Vectorizer method: tfidf


## Section 4: Baseline Extractive Answer (Without LLM)

### What is Extractive QA?
Before using an LLM, let's see a baseline approach:
- Retrieve relevant chunks using semantic search
- Extract sentences that contain query terms
- Combine sentences into an answer

### Limitations of Extractive QA:
- ❌ Cannot synthesize information across multiple chunks
- ❌ Cannot reformulate or explain concepts
- ❌ May include irrelevant sentences
- ✅ But: Fast, deterministic, and doesn't require an API

### Next: We'll upgrade to LLM-powered generation for better answers

In [5]:

def extractive_answer(query: str, retrieved: List[Tuple[int, float, str]], max_sents: int = 3) -> str:
    q_terms = set(normalize_text(query).split())
    chosen = []
    for _, _, chunk in retrieved:
        for s in split_into_sentences(chunk):
            s_terms = set(normalize_text(s).split())
            if len(q_terms & s_terms) > 0:
                chosen.append(s)
                if len(chosen) >= max_sents:
                    break
        if len(chosen) >= max_sents:
            break
    if not chosen:
        for _, _, chunk in retrieved:
            for s in split_into_sentences(chunk):
                chosen.append(s)
                if len(chosen) >= max_sents:
                    break
            if len(chosen) >= max_sents:
                break
    return " ".join(chosen)

def rag_ask_extractive(query: str, k: int = 3) -> Dict[str, object]:
    retrieved = store.search(query, k=k)
    answer = extractive_answer(query, retrieved, max_sents=3)
    return {"query": query, "retrieved": retrieved, "answer": answer}

demo = rag_ask_extractive("What is RAG and why are vector stores useful?", k=3)
demo


{'query': 'What is RAG and why are vector stores useful?',
 'retrieved': [(0,
   0.29330802646365534,
   'RAG, or Retrieval-Augmented Generation, is a technique where we fetch relevant context from a knowledge base and then generate answers grounded in that context.
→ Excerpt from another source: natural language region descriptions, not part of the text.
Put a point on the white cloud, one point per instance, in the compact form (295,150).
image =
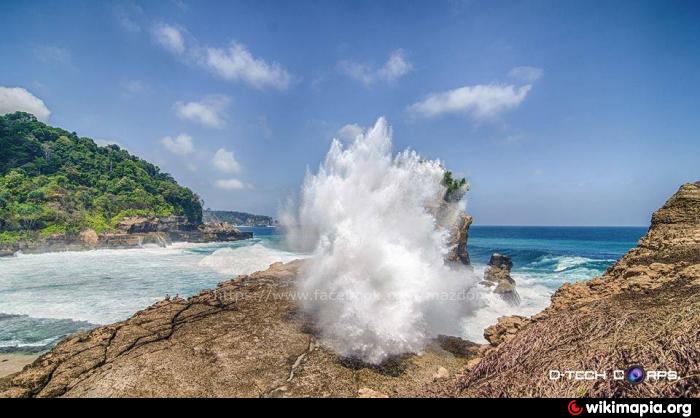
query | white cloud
(396,67)
(237,64)
(349,132)
(13,99)
(482,101)
(169,37)
(207,111)
(225,161)
(526,74)
(230,184)
(180,145)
It reduces hallucinations and improves factuality.'),
  (4,
   0.15488700510938208,
   'You can start with TF-IDF for quick experiments and later switch to stronger embeddings like Sentence-Transformers. For scale, tools like FAISS, Milvus, or Chroma are common.'),
  (1,
   0.11758022982737715,
   'A vector store keeps representations (embeddings) of chunks so we can quickly find semantically similar pieces to a query.')],
 'answer': 'RAG, or Retrieval-Augmented Generation, is a technique where we fetch relevant context from a knowledge base and then generate answers grounded in that context. It reduces hallucinations and improves factuality. You can start with TF-IDF for quick experiments and later switch to stronger embed

## Section 5: Gemini API Setup

### What is Gemini?
**Google's Gemini** is a family of advanced multimodal LLMs that can:
- Generate coherent, contextual text
- Understand and reason about provided context
- Follow instructions reliably

### Available Gemini Models:
- **gemini-1.5-flash**: Fast, efficient, great for most use cases ⭐ (we'll use this)
- **gemini-1.5-pro**: More powerful, better reasoning (costs more)
- **gemini-2.0-flash**: Latest and fastest (when available)

### Setup Steps:
1. Get a free API key: https://aistudio.google.com/app/apikey
2. Set `GEMINI_API_KEY` environment variable
3. Install `google-generativeai` SDK

### Why use Gemini for RAG?
- ✅ Free tier available
- ✅ Fast inference
- ✅ Good context understanding
- ✅ Reliable instruction following
- ✅ Can be prompted to stay within retrieved context

In [6]:
# 5.1 Install Gemini SDK (if needed)
try:
    import google.generativeai as genai
    print("\n✅ Gemini SDK is already installed.")
except Exception:
    print("\nInstalling google-generativeai SDK...")
    import sys, subprocess
    subprocess.run([sys.executable, "-m", "pip", "install", "--quiet", "google-generativeai"], check=False)
    import google.generativeai as genai
    print("✅ Gemini SDK installed.")

# 5.2 Configure your API key
import os
from getpass import getpass

GEMINI_API_KEY = os.getenv("GEMINI_API_KEY")

if not GEMINI_API_KEY:
    print("\n🔑 Enter your Gemini API key below (input is hidden for security):")
    GEMINI_API_KEY = getpass("Gemini API Key: ")
    if GEMINI_API_KEY:
        os.environ["GEMINI_API_KEY"] = GEMINI_API_KEY
        print("✅ API key set successfully in this session.")
    else:
        print("⚠️ No API key entered. Please provide one to enable LLM calls.")
else:
    print("\n✅ GEMINI_API_KEY already found in environment.")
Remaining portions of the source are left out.